Penataan sekolah melalui konsep MBS yang diartikan sebagai wujud dari informasi pendidikan, di arahkan untuk meredesain dan memodifikasi struktur pemerintah ke sekolah dengan konsep pemberdayaan sekolah. Focus pemberadayaan tersebut dimaksud untuk meningkatksn otonomi dan profesionalisme sekolah dalam bidang kependidikan yang pada gilirannya menjadi kualitas pendidikan.[7]

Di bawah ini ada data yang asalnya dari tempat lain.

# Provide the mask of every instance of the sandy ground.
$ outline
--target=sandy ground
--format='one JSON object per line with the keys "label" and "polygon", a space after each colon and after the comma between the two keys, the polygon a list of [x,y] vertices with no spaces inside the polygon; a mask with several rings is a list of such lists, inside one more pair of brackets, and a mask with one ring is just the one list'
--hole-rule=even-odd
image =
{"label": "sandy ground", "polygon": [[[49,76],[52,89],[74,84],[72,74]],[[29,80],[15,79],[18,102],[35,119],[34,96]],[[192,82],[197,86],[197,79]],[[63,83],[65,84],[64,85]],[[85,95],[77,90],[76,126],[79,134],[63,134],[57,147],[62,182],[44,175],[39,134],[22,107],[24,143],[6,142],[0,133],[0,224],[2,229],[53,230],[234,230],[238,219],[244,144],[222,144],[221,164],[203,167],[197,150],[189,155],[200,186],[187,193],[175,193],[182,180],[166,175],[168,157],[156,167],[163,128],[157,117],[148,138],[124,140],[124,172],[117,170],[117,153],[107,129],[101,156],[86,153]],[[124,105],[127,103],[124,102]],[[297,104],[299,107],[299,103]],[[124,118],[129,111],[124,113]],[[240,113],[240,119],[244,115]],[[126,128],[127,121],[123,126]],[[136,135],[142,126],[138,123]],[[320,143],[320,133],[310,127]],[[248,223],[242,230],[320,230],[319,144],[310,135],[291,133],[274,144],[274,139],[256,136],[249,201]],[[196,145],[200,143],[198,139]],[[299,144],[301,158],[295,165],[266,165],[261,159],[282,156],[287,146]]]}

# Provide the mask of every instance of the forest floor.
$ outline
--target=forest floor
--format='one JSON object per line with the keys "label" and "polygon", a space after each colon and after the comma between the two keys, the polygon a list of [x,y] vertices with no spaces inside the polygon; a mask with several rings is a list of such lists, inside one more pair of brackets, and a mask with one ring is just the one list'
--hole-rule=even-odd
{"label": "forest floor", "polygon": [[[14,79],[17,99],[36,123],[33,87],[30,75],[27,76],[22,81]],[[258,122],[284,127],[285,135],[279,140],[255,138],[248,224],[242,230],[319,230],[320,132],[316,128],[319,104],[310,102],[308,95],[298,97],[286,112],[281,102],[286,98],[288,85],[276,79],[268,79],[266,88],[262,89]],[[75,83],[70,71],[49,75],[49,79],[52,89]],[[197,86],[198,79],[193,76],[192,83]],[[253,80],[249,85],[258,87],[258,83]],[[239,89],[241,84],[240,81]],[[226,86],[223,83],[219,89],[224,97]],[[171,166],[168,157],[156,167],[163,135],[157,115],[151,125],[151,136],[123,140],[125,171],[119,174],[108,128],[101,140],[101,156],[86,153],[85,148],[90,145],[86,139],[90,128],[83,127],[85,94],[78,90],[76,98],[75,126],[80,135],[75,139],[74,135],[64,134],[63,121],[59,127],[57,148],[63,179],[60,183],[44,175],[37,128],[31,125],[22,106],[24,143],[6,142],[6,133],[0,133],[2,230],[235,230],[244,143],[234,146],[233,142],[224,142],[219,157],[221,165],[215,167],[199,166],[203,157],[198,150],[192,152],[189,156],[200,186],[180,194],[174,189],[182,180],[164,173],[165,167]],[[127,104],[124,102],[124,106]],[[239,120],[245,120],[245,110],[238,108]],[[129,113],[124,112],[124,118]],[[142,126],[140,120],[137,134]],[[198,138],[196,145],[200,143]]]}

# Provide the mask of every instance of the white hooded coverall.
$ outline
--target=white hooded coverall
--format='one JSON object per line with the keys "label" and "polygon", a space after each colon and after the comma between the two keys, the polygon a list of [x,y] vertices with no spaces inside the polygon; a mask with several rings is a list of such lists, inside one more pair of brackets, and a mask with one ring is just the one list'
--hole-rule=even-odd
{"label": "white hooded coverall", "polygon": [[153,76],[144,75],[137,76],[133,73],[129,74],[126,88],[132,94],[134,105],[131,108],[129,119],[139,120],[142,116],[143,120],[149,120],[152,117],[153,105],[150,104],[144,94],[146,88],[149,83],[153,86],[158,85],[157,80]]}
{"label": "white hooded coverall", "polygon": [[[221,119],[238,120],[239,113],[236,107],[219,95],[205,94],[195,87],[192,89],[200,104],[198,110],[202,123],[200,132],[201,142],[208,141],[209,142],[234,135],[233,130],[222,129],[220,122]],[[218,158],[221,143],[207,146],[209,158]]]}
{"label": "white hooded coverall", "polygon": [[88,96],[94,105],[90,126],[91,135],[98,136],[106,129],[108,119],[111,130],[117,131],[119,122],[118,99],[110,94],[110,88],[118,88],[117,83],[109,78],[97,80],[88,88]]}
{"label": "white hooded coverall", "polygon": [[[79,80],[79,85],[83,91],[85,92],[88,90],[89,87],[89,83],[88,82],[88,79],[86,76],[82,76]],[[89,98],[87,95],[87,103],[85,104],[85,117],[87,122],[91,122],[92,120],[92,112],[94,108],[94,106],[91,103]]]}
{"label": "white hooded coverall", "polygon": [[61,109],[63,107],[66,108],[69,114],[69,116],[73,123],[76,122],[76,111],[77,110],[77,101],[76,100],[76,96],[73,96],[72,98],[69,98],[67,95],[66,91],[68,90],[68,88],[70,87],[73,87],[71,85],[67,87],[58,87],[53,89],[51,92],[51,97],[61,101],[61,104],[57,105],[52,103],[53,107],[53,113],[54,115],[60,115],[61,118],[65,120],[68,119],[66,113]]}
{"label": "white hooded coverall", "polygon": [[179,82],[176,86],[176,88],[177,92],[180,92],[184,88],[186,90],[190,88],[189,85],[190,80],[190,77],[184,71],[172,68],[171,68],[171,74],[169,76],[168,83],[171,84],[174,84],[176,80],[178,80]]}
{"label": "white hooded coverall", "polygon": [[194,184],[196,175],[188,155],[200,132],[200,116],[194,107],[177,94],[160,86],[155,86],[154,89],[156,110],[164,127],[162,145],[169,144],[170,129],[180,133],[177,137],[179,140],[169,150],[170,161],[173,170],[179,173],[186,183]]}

Model MBS ini adalah suatu ide dimana kekuasaan pengambilan keputusan yang berkaitan dengan pendidikan diletakkan pada tempat yang paling dekat dengan proses belajar mengajar, yakni sekolah sendiri. Konsep ini didasari pada “self determination theory” yang menyatakan bahwa apabila seseorang atau kelompok tersebut akan memilki tanggung jawab yang besar untuk melaksanakan apa yang telah diputuskan tersebut. Dalam pelaksanaan MBS tersirat adanya tugas sekolah untuk meninggkatkan mutu pendidikan menggunakan strategi yang lebih memberdayakan semua potensi sekolah secara optimal. Strategi pelaksanaannya menggunakan prinsip-prinsip menajemen dan perancang strategic, sehingga setiap sekolah akan kompetitif dalam pengembangan dan peningkatan mutu pendidikan.[8]
Sekolah perlu memilki wewenang untuk memngambil keputusan, sebab keputusan akan benar sesuai dengan kebutuhan dan realitas proses belajar mengajar dalam konsep MBS yang utuh, kekuasaan yang dimiliki sekolah mencakup (1) mengambil keputusan berkaitan sengan pengelolaan kurikulum; (2) keputusan berkaitan dengan rekruitmen dan pengelolaan guru dan pegawai administrasi, (3) keputusan berkaitan dengan pengelolaan sekolah. Dalam implementasi MBS terdapat empat factor yang penting untuk dicatat: (1) kekuasaan; (2) pengetahuan dan skill; (3) system informasi; (4) system penghargaan. Wewenang untuk mengambil keputusan ini merupakan penjelas bahwa sekolah pada semua jenjang dan jenis memerlukan otonomi professional untuk memperbesar ruang pemberdayaan sekolah dalam system administrasi pendidikan.[9]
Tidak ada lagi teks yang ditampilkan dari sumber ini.